福岡の経営管理の業務受託 博多の公認会計士・税理士 黒川合同会計事務所

徒然閑話 Column

2016/03/01

2016年(平成28年)3月

今月は若い世代の方々に向けたお話です。私が会計学を学び始めた頃は、「引当金」には「負債性引当金」「評価性引当金」「特定引当金」といった分類がありました。それが、その後の「企業会計原則」の改正で、これらはいずれも「将来の特定の費用又は損失の計上」に係るものとして一本化されました。ポイントは将来に向けて負担(支出)が回避できないネガティブな「負債」だということです。
(但し、減価償却引当金は減価償却累計額として、貸倒引当金は「資産」のマイナス項目として取り扱われます)

 これに対し、「準備金」というのがあります。これは企業活動の中で稼得した余剰金を将来の特定の目的のために積み立てておこう、と言うもので、B/Sでは「純資産」に属します。こちらのポイントはポジティブに留保された純資産(資本)と言うことです。

ところで話は変わって、皆さんのご両親はご健在でしょうか?私はと言えば自分の両親は既に他界し、妻の両親は高齢ですが健在です。そこで思うのは「親孝行」の3文字です。親に感謝の気持ちを込めて報いる行為、ということでしょうが、若いころはなかなか実践できないことが多いのではないでしょうか。今すぐには実践できなくても、将来有形無形さまざまな形で行うことは可能です。ただ、現時点でそれをどう認識するかが大事ではないかと思っています。「将来の費用(コスト)」と考えるのであれば「引当金(=負債)」で義務的なニュアンスになります。これに対し、自分の意志・気持ちで積み立てておくものだと考えれば「準備金(=純資産)」で、親孝行をしようというポジティブな意識の反映となります。

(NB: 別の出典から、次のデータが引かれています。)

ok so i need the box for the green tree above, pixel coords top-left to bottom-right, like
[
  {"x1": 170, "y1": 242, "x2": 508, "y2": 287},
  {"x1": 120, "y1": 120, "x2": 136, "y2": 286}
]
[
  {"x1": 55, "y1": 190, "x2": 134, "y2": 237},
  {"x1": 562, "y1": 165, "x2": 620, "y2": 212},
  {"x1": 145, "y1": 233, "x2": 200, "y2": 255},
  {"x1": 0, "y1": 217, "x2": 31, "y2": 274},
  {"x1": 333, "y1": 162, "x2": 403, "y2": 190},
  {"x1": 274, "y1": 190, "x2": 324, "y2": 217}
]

 皆さんはどうお考えになりますか?そしてマイB/Sにどう計上なさいますか?
いずれにしても、先人が言う「親孝行、したいときに親はなし!」ということは避けたいものですね。私の反省の気持ちを込めて・・・。

(2016年3月1日 代表 灘谷 和德)

20160229警固神社の椿(圧縮)   20160229警固神社の梅(圧縮)


掲載した写真は、福岡市中央区天神の「警固神社」境内に咲いていた椿と梅の花です。